Core Track Guardrails-first chapter in core learning path.

Estimated Time

  • Reading: 20-25 min
  • Lab: 45-60 min
  • Quiz: 10-15 min

Prerequisites

Source Code References

  • develop/ Members
  • gitops-workflow.md Members
  • image-automation/ Members
  • production/ Members

Sign in to view source code.

What You Will Produce

A reproducible lab result plus quiz verification and incident-safe operating evidence.

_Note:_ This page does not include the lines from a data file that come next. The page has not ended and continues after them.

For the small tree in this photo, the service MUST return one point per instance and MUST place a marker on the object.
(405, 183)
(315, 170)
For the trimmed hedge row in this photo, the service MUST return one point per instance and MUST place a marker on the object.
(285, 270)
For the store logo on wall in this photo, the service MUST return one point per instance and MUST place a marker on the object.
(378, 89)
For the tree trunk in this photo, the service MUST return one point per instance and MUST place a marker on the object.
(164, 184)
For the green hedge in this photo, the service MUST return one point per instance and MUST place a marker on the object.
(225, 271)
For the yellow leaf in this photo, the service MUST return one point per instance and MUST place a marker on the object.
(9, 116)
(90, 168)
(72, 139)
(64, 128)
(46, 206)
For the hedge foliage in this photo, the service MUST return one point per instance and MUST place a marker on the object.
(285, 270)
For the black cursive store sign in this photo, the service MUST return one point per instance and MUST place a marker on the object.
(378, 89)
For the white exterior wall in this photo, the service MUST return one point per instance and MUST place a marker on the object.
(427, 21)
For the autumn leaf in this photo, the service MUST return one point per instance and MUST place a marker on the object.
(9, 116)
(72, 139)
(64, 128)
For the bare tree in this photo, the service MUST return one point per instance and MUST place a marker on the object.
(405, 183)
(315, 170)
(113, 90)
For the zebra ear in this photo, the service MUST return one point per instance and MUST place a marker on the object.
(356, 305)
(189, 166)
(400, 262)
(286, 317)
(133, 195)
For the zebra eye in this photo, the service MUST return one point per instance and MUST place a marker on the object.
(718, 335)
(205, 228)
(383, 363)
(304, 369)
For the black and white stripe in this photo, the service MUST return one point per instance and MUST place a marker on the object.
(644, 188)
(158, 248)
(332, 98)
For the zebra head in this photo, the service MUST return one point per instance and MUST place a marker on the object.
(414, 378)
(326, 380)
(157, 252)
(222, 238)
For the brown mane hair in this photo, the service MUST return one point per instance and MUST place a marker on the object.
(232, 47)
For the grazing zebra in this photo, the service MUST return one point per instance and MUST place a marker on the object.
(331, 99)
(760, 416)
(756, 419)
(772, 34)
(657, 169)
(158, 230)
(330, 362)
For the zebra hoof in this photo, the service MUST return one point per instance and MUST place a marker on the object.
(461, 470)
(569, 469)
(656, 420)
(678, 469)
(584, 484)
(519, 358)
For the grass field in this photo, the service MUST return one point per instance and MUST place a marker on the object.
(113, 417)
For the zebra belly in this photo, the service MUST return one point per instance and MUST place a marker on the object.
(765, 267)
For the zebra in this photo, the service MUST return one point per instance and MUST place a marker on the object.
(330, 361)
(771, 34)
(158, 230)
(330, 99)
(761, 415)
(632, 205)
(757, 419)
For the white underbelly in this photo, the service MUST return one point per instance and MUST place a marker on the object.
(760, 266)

Chapter 04: GitOps & Version Promotion

Incident Hook

A team rebuilds “the same” code for production during incident pressure. The binary differs from staging due to dependency drift and build-time variance. Rollback is confusing because the promoted artifact is not the one that was tested. Time is lost proving artifact lineage instead of restoring service.

Observed Symptoms

What the team sees first:

  • production is running a digest different from the one validated in staging
  • the Git history sounds correct, but the artifact identity does not match
  • rollback discussion turns into a trust discussion

The incident is not only about the symptom. It is about losing artifact certainty at the worst possible moment.

Confusion Phase

The team now has multiple candidates for “the right image”:

  • the last known-good production image
  • the staging image that was supposed to be promoted
  • the rebuilt production image that actually deployed

That ambiguity is what immutable promotion is supposed to prevent.

Why This Chapter Exists

Production safety depends on controlled promotion, not ad-hoc rebuilds. This chapter defines one deployment model:

  • develop deploys develop-* images
  • staging deploys staging-* images
  • production deploys production-* images from explicit promotion

What AI Would Propose (Brave Junior)

  • “Just rebuild from main and deploy to production now.”
  • “Use mutable latest tag for speed.”

Why this sounds reasonable:

  • fast and simple under pressure
  • fewer manual steps

Why This Is Dangerous

  • Rebuild breaks artifact immutability.
  • Mutable tags destroy auditability.
  • Incident response becomes guesswork across envs.

Investigation

Start by proving identity, not by rebuilding again.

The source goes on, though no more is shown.